Furthered progress on meet the team for dry and wet lab, continued adding onto wiki sentences for group members, worked on human practices questions for wiki, provided details for animations for our promotional video.
We finished and posted our survey, finished the wiki descriptions for the team roster, and furthered our information contained in the human practices section
Resident web engineers - Adrian Zhuang and Tom Hanley - began moving the team’s research and progress onto the team wiki online. The programming team decided to begin work on the team’s notebook page, and Adrian began migrating the team’s past session notes online, using an expandable accordion tab to display session notes grouped into monthly intervals.

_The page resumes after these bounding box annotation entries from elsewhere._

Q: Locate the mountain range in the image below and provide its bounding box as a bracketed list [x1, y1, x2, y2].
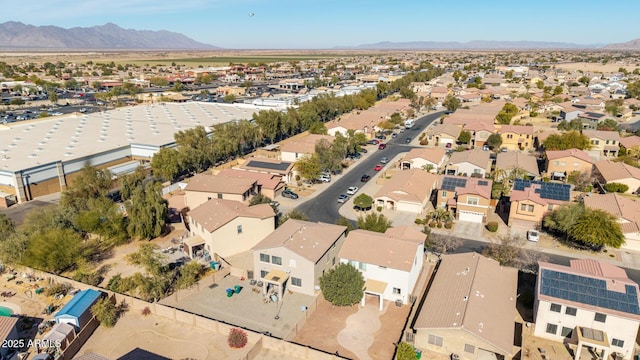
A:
[0, 21, 219, 50]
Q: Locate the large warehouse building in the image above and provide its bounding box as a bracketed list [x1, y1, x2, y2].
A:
[0, 102, 272, 206]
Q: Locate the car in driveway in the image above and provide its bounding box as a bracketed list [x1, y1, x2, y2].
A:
[282, 189, 298, 200]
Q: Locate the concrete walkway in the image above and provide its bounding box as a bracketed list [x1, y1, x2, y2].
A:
[338, 301, 390, 360]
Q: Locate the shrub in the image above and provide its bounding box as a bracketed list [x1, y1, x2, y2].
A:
[227, 328, 248, 349]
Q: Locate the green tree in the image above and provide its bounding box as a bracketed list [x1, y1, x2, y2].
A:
[358, 212, 392, 233]
[91, 297, 118, 328]
[125, 182, 168, 239]
[458, 130, 471, 144]
[151, 148, 182, 181]
[22, 228, 83, 274]
[542, 131, 591, 150]
[487, 133, 502, 150]
[567, 209, 625, 250]
[320, 263, 364, 306]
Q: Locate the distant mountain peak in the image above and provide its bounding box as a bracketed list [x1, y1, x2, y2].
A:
[0, 21, 218, 50]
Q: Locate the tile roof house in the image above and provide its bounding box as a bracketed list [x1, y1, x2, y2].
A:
[445, 148, 491, 177]
[435, 175, 493, 223]
[338, 226, 426, 310]
[426, 124, 462, 148]
[583, 193, 640, 251]
[411, 253, 518, 359]
[184, 173, 258, 209]
[498, 125, 533, 150]
[184, 199, 276, 259]
[593, 160, 640, 194]
[252, 219, 347, 296]
[496, 151, 540, 180]
[509, 179, 571, 230]
[582, 130, 620, 158]
[400, 147, 449, 173]
[545, 149, 593, 180]
[373, 169, 440, 214]
[534, 259, 640, 359]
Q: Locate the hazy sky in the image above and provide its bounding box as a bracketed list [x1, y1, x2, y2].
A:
[0, 0, 640, 49]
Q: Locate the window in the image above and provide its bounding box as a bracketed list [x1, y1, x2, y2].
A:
[428, 334, 442, 346]
[611, 338, 624, 347]
[594, 313, 607, 322]
[464, 344, 476, 354]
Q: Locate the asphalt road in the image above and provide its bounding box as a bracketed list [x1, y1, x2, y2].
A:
[296, 112, 444, 224]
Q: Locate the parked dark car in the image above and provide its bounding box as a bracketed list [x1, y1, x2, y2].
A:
[282, 189, 298, 200]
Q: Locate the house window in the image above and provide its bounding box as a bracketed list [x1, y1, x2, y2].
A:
[594, 313, 607, 322]
[611, 338, 624, 347]
[560, 326, 573, 338]
[464, 344, 476, 354]
[428, 334, 442, 346]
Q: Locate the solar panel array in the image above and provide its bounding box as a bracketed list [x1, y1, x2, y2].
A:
[513, 179, 571, 201]
[540, 269, 640, 315]
[442, 177, 467, 191]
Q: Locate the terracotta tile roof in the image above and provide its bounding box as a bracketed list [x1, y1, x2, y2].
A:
[593, 160, 640, 182]
[449, 149, 491, 169]
[338, 230, 425, 272]
[189, 199, 276, 233]
[374, 169, 439, 203]
[414, 253, 518, 357]
[402, 147, 446, 164]
[185, 173, 257, 194]
[253, 219, 347, 264]
[496, 151, 540, 177]
[546, 149, 593, 164]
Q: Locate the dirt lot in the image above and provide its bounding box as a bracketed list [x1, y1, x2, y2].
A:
[294, 297, 410, 359]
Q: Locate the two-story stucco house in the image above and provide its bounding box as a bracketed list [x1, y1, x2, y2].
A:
[338, 226, 425, 310]
[184, 199, 276, 258]
[534, 259, 640, 359]
[252, 219, 347, 296]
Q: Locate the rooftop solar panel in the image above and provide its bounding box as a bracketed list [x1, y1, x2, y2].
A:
[540, 269, 640, 315]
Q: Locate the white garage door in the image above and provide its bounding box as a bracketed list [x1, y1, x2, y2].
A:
[459, 210, 483, 223]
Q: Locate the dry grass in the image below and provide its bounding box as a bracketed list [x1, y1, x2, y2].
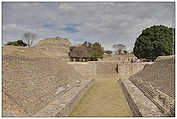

We also compiled a list of all the wiki pages requiring creation and assigned each member to work on their respective content within a shared Word document. The web engineers will subsequently transfer this content to the website. Tom primarily focused on developing the website's homepage, utilizing SVGs to design waving dividers and enhance the appearance of images and text. The homepage mirrors the flow of the promotional video and features a scroll-based animation at the outset, contributing to a cohesive and appealing presentation.
Test 6 constructs of their fluorescent behaviour in 4 different conditions (anaerobic, aerobic, 2% Oxygen level and 0.5% oxygen level)-Renqi and Ella filled 29 tubes with base CM and separated them into 7 groups. The 7th group which is the negative control includes 5 tubes 6 of them contain 4 tubes, each tube contains 10 microliter samples (1A,3A,2B,4B, 2C and 1C). After that, we sealed 1 tube from every group (7 tubes) to make them in anaerobic condition and placed 1 tube from every group (7 tubes) into each desiccator. Then, we send two desiccators to the lab to create 2% oxygen level and 0.5% oxygen level environment for the constructs by filling the right amount of air.